Mindful eating means learning to mindfully nourish one's self-esteem in the Zen moment. As we reflect and understand our resistance to a healthy diet, we start to develop a wise mind by learning to accept ourselves right here and now rather than anguishing in the idealized disparity of where we are now and where we want to be in the future. Now, I'm not suggesting that in service of just being here and now, it's alright for everyone to line up at the Chuck Wagon for a big chow-down by casting off mindful restraint and impulse control. But what I am proposing as we all do our best to lose weight is that we not feed the demons of unwholesome thinking.

If we do slip or fall short of our mindful eating goals, it is important not to fall down the rabbit hole by lapsing into old negative self-judgment, self-contempt or self-hatred. To be mindful about our eating necessitates that we develop a wise mind to see clearly our emotional hunger, then to be able to slow down, wait and take a series of deep breaths before we go for that second or third helping. To have a wise mind means to be wise and open to identifying what we are feeling and thinking right before we get the desire to eat.
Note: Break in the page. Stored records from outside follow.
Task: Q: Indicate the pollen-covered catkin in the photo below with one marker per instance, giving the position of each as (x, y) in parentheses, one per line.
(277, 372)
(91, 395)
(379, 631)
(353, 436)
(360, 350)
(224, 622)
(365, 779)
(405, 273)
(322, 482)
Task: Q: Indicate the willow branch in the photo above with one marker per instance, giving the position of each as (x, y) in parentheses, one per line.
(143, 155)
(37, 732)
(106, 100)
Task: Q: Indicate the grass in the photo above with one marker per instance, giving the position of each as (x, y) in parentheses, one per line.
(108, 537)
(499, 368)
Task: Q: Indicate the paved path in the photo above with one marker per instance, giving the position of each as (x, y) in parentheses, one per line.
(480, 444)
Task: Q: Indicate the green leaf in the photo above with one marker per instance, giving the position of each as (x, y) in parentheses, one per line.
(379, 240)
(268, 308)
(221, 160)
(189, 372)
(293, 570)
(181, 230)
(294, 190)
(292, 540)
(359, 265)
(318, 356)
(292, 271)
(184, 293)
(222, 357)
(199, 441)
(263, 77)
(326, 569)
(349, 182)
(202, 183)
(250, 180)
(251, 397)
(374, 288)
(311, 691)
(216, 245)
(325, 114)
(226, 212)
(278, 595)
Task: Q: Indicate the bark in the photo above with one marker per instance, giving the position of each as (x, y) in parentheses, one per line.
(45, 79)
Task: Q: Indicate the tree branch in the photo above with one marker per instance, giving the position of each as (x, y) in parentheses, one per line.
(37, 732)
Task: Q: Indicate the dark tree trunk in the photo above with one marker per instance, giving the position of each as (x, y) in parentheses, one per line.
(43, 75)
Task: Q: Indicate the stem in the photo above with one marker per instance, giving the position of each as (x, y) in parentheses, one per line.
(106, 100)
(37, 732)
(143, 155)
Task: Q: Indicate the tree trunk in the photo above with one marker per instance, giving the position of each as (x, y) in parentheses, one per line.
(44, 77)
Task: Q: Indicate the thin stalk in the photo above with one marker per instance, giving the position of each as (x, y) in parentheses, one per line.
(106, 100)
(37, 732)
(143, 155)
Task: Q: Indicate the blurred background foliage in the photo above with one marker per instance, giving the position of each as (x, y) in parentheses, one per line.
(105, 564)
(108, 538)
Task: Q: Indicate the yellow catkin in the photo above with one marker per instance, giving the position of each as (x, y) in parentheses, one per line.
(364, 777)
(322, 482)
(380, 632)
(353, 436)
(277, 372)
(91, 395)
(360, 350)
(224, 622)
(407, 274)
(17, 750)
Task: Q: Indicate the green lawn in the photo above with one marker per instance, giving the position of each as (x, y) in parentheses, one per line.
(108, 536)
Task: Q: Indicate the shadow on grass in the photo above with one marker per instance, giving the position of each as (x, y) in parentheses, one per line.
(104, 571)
Ultimately, though, mindful eating is not so much about dieting but about our enlightened search for learning to acquire more self-love and acceptance in the cosmic game of transformation. Food, diet, weight gain and loss are only tools to skillfully enable us to spiritually develop.

In Zen the symbol of the self is a monk polishing a tile. The student says to the master, "My tile is getting shiny. When do I stop?" The master replies that we never stop because our goal is not a shiny tile but a mindful and enlightened self. The small gain of losing weight leads to a more significant gain of self-love, tolerance and understanding. This also applies to any change we desire to manifest in our lives, whether it is our self-image, relationships or career.